Les Amis de Flaubert – Année 1957 – Bulletin n° 10 – Page 6
L’article de Homais au Fanal de Rouen
[Extrait de l’article de Pierre Labracherie]
[…] L’année suivante, la ville de Rouen fut le théâtre d’un événement médical qui rappelle singulièrement l’opération du pied bot, tentée par Charles Bovary.
On se rappelle l’épisode où le pharmacien Homais apporte triomphalement à Emma Bovary et à son époux l’annonce qu’il a rédigée à l’adresse du Fanal de Rouen et qui débute ainsi :
« Malgré les préjugés qui recouvrent encore une partie de la face de l’Europe comme un réseau, la lumière, cependant, commence à pénétrer dans nos campagnes. C’est ainsi que mardi, notre petite cité d’Yonville s’est vue le théâtre d’une expérience chirurgicale qui est en même temps un acte de haute philanthropie. M. Bovary, un de nos praticiens les plus distingués… »
Les protestations émues de Charles, les commentaires de Homais interrompent un moment la lecture, puis le pharmacien reprend :
« M. Bovary, un de nos praticiens les plus distingués, a opéré d’un pied bot le nommé Hippolyte Tautain, garçon d’écurie depuis vingt-cinq ans à l’Hôtel du Lion d’Or, tenu par Mme Lefrançois, sur la place d’armes ».
Or, l’Écho de Rouen avait publié, le 9 août 1836, la lettre ci-dessous :
« Monsieur,
» Si l’on doit proscrire avec soin le charlatanisme éhonté qui, trop souvent, spécule sur la crédulité publique, c’est un devoir aussi de signaler à l’attention les hommes que leur expérience et leur spécialité rendent véritablement dignes de confiance. M. Burgué, oculiste distingué, de passage à Rouen, restant à l’Hôtel de Fécamp, avenue du Mont-Riboudet, sur mon invitation, opéra l’enfant du nommé Boimard, indigent de ma commune, aveugle né, âgé de 8 ans, et au même moment, il opéra aussi le nommé Girouard, de la commune de Saint-Denis, près Tôtes, privé de l’oeil gauche depuis quatorze ans et entièrement ; aveuglé depuis deux ans. Ces opérations furent faites en ma présence et celle de MM. Flaubert, Vingtrinier, Grout et Béchet. Le 25 juillet et le 11 août, je fus les visiter, et à ma satisfaction ils ont tous deux recouvré la vue.
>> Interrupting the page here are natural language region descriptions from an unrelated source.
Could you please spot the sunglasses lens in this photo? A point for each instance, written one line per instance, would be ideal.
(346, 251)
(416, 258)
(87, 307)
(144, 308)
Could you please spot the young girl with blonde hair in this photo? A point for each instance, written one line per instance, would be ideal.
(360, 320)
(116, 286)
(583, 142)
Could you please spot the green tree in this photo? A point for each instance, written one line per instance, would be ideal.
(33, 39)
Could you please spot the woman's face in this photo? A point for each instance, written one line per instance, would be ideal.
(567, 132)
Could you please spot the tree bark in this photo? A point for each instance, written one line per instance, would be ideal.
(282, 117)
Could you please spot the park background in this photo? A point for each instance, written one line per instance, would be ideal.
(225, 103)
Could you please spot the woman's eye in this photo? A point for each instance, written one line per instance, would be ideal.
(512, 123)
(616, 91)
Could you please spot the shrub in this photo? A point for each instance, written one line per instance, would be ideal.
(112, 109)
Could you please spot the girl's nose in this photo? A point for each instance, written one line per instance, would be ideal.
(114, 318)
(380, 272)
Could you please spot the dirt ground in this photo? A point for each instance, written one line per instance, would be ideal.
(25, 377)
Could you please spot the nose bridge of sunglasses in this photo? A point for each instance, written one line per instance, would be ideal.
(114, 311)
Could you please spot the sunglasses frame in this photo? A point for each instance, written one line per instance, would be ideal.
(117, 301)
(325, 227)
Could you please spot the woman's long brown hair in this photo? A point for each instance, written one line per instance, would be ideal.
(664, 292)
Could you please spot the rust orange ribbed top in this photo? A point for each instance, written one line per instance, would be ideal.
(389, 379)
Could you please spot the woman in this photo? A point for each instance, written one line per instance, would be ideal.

» Je vous prie, Monsieur le Rédacteur, dans l’intérêt des personnes affligées de la vue, d’insérer cette note dans votre plus prochain numéro.
» Agréez, etc… ».
» A. Potel, Maire ».
On est tenté de voir une similitude entre l’article rédigé par Homais et celui du maire Potel. Gustave Flaubert avait entendu son père parler de cette opération. Il connaissait l’article publié par le Journal de Rouen et devait s’en souvenir plus tard (8). Il n’est pas interdit de supposer qu’il s’en soit inspiré, en le travestissant, dans la lettre au journal qu’il fait écrire à Homais. L’aveugle né est devenu un pied bot. Le Journal de Rouen : le Fanal de Rouen. M. Burgué, oculiste distingué, est transformé en « M. Bovary, un de nos praticiens les plus distingués ». L’Hôtel de Fécamp s’appellera « Hôtel du Lion d’Or ».